I am curious as to what driver they are using in the craigsub?


----------



## menace2society (Jan 26, 2011)

tesseract said:


> The SS finish is superior. But no regrets, I don't have a problem with the finish on my Series 2. If I choose to, I can order the SS cabinets later, for the difference in price. $100/each shipped, which is the cost difference anyway, so no money is lost.
> 
> Anyone who orders the CS Series 2 has this option to upgrade to the SS cabinets at a later date.


I noticed from you pics that you have them set up as front firing did you add feet to the bottom and if so what did you use.

Thanx: Menace


----------



## tesseract (Aug 9, 2010)

tundraSQ said:


> I am curious as to what driver they are using in the craigsub?

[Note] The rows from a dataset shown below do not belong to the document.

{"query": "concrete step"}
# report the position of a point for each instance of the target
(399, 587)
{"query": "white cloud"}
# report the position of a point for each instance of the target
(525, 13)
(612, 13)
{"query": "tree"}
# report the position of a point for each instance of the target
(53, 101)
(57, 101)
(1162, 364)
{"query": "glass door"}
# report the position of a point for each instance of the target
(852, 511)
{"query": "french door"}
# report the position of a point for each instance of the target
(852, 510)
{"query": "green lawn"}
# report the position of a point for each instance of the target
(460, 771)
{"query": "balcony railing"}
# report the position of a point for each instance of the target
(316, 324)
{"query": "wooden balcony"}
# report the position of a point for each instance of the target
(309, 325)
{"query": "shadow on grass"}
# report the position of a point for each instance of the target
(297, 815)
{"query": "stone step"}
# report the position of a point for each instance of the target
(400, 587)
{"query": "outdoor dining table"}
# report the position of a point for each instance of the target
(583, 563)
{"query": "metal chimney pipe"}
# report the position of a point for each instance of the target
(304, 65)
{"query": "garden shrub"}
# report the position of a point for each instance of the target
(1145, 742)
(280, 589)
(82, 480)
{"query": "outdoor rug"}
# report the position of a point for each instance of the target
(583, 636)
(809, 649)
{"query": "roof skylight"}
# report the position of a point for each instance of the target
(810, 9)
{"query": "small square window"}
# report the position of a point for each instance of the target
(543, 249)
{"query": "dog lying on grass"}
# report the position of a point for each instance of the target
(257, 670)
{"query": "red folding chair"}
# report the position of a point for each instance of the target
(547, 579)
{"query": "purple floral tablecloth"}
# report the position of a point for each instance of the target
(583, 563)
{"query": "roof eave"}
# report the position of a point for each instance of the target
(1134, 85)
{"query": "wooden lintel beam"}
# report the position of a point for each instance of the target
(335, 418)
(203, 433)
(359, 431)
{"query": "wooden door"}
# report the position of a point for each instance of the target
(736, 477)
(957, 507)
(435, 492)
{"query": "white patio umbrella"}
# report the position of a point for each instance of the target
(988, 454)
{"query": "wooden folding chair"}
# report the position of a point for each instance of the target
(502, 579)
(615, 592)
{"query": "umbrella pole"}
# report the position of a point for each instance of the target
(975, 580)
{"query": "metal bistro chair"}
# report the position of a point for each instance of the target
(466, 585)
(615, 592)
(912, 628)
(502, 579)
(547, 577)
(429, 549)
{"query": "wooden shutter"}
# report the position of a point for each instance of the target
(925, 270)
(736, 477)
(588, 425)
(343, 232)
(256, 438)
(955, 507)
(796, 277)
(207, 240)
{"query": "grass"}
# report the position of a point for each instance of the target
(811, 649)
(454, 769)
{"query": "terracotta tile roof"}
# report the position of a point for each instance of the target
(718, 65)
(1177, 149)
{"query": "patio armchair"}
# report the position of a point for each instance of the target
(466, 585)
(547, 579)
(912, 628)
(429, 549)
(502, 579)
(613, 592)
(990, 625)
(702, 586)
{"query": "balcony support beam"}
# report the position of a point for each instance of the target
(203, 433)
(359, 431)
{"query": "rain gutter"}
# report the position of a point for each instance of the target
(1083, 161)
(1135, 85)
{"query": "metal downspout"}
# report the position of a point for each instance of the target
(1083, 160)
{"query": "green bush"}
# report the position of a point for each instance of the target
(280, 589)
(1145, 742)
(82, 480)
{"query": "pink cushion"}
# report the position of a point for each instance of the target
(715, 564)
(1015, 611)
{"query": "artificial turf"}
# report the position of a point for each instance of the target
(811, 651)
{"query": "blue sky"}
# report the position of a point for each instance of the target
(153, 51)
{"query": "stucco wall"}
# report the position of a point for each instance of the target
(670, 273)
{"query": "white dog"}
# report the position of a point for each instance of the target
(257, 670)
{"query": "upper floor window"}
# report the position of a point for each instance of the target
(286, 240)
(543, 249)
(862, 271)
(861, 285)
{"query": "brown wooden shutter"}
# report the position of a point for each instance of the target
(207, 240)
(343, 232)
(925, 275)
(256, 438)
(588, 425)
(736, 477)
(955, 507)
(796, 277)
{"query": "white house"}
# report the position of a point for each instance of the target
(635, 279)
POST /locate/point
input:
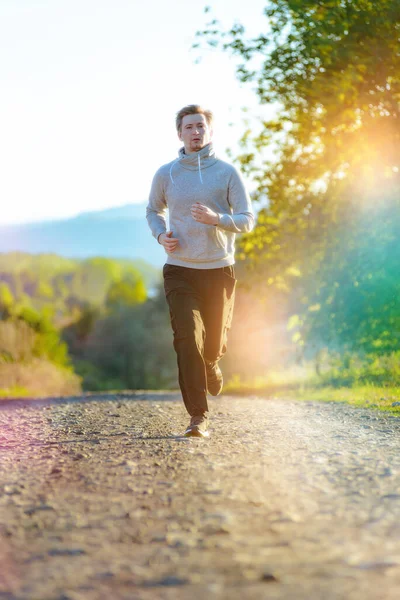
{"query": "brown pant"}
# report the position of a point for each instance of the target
(201, 307)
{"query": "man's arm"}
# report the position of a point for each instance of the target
(242, 218)
(157, 207)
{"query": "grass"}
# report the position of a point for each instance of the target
(304, 385)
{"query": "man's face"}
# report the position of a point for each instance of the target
(195, 133)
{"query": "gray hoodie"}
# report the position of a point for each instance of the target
(200, 177)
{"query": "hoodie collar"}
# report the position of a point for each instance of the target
(191, 161)
(195, 161)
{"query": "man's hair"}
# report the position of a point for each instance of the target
(192, 109)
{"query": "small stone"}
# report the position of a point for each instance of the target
(66, 552)
(268, 577)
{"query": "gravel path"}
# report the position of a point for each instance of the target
(100, 498)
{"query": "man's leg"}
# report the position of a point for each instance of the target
(189, 333)
(219, 299)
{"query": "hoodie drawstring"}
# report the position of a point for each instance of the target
(198, 159)
(170, 171)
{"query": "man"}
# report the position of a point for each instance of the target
(208, 205)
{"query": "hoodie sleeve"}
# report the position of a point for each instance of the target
(241, 220)
(157, 207)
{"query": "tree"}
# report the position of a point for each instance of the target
(333, 71)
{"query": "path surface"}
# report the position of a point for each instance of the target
(101, 499)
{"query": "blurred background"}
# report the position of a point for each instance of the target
(306, 99)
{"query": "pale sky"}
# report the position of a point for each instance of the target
(88, 95)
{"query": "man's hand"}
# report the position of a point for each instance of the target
(168, 242)
(203, 214)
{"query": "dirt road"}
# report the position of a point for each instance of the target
(100, 498)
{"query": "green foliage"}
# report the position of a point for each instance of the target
(47, 343)
(130, 290)
(128, 348)
(351, 370)
(68, 286)
(327, 167)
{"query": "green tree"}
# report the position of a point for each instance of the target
(129, 291)
(327, 235)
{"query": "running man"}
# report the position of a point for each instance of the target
(208, 205)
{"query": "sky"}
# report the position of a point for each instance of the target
(89, 90)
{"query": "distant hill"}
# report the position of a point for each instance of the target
(120, 232)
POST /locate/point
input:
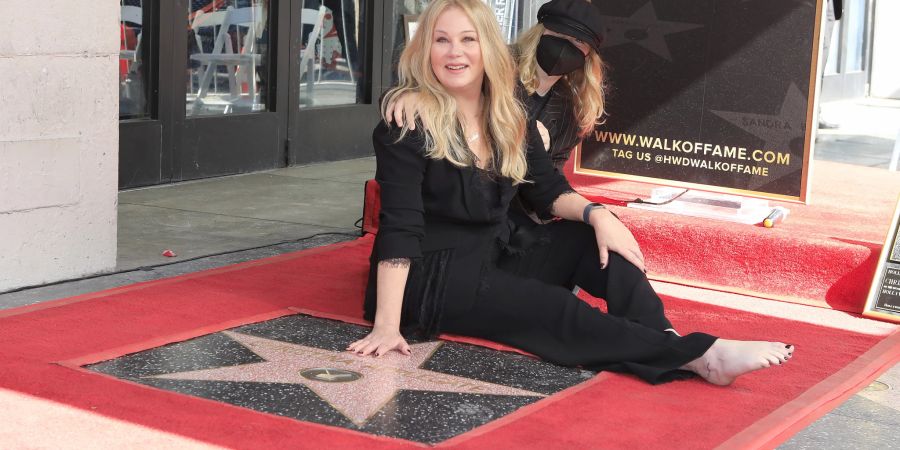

TundraSQ - they use custom manufactured drivers from Eminence.


----------



## tesseract (Aug 9, 2010)

menace2society said:


> I noticed from you pics that you have them set up as front firing did you add feet to the bottom and if so what did you use.
> 
> Thanx: Menace



Menace - I have them sitting on 16x16x1 inch rubber deck tiles for isolation. The tiles are made of recycled tires and used outdoors on wooden decking to dampen footfalls.

I got them for $5 each at a hardware store and it GREATLY reduced transmission of energy from the floor to the walls. Probably the best tweak I have ever discovered.


----------



## menace2society (Jan 26, 2011)

Thanx all, you have made this choice a whole lot easier and that's greatly appreciated


Regards: Menace


----------